Les blessés sont pour la plupart des membres des forces de sécurité, a précisé le directeur d’un hôpital de la deuxième ville du pays, à 1000 km à l’est de Tripoli. Tous ont ensuite pu quitter l’hôpital.

Les violences ont été déclenchées par l’arrestation d’un militant des droits de l’homme, l’avocat Fethi Tarbel. Celui-ci a été interpellé «pour avoir répandu une rumeur selon laquelle la prison était en feu», selon l’édition en ligne du quotidien «Quryna».

En dépit de sa remise en liberté, les manifestants «auxquels se sont jointes des personnes munies d’armes blanches et de cocktails molotov» ont marché jusqu’au centre-ville. Ils y ont incendié des voitures et jeté des pierres contre les forces de l’ordre, selon «Quryna». Ils sont restés une partie de la nuit sur la place Chajara.

Selon des sources concordantes, des slogans ont été scandés contre le régime, comme: «Benghazi réveille-toi c’est le jour que tu attendais» ou «le peuple veut faire tomber la corruption».

Pour faire face aux manifestants, des associations pro-Kadhafi ont organisé une marche «mais une poignée de saboteurs cherchant à semer la zizanie et à perturber la stabilité du pays leur ont lancé des pierres», ce qui provoqué des heurts entre les deux camps, a affirmé le journal.

Contre-offensive du pouvoir

Le calme était toutefois revenu mercredi matin. Selon une source libyenne bien informée, les autorités ont lancé mercredi une «campagne d’interpellations» parmi les «activistes» à Benghazi, bastion des opposants du régime.

Les comités révolutionnaires, épine dorsale du régime libyen, ont prévenu mercredi qu’ils «ne permettraient pas à des groupes s’activant la nuit de piller les acquis du peuple et de menacer la sécurité du citoyen et la stabilité du pays».

Des centaines de manifestants pro-régime ont ensuite défilé à Benghazi, Syrte (est), Sebha (sud) et Tripoli, selon des images de la télévision d’Etat al-Jamahiriya. Ils brandissaient des drapeaux et des photos du colonel Kadhafi et scandant des slogans à la gloire du «Guide».

Libération d’islamistes

Le régime libyen a par ailleurs libéré mercredi 110 militants du Groupe islamique libyen de combat, dont trois dirigeants de cette organisation interdite. Selon le président de l’Association libyenne des droits de l’homme, Mohamed Ternich, ce sont les derniers membres de cette organisation toujours détenus à la prison Abou Salim de Tripoli.

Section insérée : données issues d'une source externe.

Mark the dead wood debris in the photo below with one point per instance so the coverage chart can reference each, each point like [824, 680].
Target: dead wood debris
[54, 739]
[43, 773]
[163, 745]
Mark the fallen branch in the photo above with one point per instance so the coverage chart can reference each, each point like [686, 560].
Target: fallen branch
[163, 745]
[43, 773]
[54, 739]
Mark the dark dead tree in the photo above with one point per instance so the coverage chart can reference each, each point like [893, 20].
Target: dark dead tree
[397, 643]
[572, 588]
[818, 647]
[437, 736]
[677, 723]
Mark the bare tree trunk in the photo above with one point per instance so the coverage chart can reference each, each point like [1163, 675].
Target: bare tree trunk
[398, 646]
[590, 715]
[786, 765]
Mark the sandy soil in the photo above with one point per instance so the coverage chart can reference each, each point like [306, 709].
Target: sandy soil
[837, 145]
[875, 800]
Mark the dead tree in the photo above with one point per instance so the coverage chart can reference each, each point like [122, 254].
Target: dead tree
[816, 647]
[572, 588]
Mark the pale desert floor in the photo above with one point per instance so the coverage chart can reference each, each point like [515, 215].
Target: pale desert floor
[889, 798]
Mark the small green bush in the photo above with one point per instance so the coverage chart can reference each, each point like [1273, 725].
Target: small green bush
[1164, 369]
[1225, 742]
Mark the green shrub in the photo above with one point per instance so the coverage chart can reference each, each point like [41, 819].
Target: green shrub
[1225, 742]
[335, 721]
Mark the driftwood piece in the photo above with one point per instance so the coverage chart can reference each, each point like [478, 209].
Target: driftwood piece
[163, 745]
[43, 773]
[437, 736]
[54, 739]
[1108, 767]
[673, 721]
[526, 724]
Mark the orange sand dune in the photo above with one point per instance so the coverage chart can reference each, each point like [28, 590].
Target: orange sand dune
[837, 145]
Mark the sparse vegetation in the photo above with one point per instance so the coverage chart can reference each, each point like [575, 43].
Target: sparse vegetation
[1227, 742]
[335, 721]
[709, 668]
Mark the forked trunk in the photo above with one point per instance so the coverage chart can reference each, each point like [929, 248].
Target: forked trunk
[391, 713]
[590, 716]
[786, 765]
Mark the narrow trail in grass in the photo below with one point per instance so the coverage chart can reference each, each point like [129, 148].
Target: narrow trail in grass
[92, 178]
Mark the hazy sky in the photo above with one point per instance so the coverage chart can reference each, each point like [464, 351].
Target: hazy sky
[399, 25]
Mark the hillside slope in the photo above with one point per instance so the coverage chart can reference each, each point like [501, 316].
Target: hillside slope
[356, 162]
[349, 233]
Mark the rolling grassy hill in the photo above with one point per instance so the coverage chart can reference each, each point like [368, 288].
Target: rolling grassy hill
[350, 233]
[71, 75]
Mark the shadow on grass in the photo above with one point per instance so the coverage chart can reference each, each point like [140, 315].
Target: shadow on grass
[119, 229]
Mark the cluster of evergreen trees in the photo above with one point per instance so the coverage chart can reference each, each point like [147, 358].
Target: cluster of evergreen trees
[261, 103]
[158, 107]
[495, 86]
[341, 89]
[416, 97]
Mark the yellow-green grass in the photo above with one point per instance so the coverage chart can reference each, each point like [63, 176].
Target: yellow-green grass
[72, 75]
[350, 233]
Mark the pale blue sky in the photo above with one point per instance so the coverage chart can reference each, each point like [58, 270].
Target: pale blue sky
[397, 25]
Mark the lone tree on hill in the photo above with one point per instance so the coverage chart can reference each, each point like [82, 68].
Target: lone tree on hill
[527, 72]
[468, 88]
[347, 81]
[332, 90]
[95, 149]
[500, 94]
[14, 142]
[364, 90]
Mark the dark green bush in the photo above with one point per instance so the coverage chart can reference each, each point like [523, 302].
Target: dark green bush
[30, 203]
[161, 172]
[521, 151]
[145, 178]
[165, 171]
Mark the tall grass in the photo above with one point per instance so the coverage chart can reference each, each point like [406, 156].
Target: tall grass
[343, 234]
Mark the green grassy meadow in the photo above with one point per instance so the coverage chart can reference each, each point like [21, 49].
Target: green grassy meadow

Ces événements interviennent avant une «journée de colère» prévue jeudi en Libye, selon des appels lancés sur Facebook. Par ailleurs, dans une pétition reçue lundi par l’AFP, plus de 200 signataires et des organisations d’opposition libyennes basées à l’étranger ont souligné «le droit du peuple libyen d’exprimer son opinion» et appelé M. Kadhafi et sa famille à quitter le pouvoir.

L’Union européenne a appelé Tripoli à autoriser «l’expression libre» et à éviter «toute violence». «Nous appelons les autorités à écouter tous les gens qui participent aux protestations et ce que la société civile dit, et à permettre l’expression libre», a souligné une porte-parole de la cheffe de la diplomatie européenne Catherine Ashton.

Révolution peu probable

Il est impossible à ce stade d’évaluer les conséquences de ces événements. La plupart des analystes s’accordent toutefois à penser qu’un scénario à la tunisienne ou à l’égyptienne est peu probable en Libye, pays qui dispose d’importantes ressources financières pouvant être utilisées pour calmer les esprits.

En outre, la société libyenne est structurée sur un système de liens tribaux et familiaux. Dans ce cadre, s’il devait y avoir contestation du régime de M. Kadhafi, au pouvoir depuis 1969, elle se développerait plutôt en coulisses que dans les rues.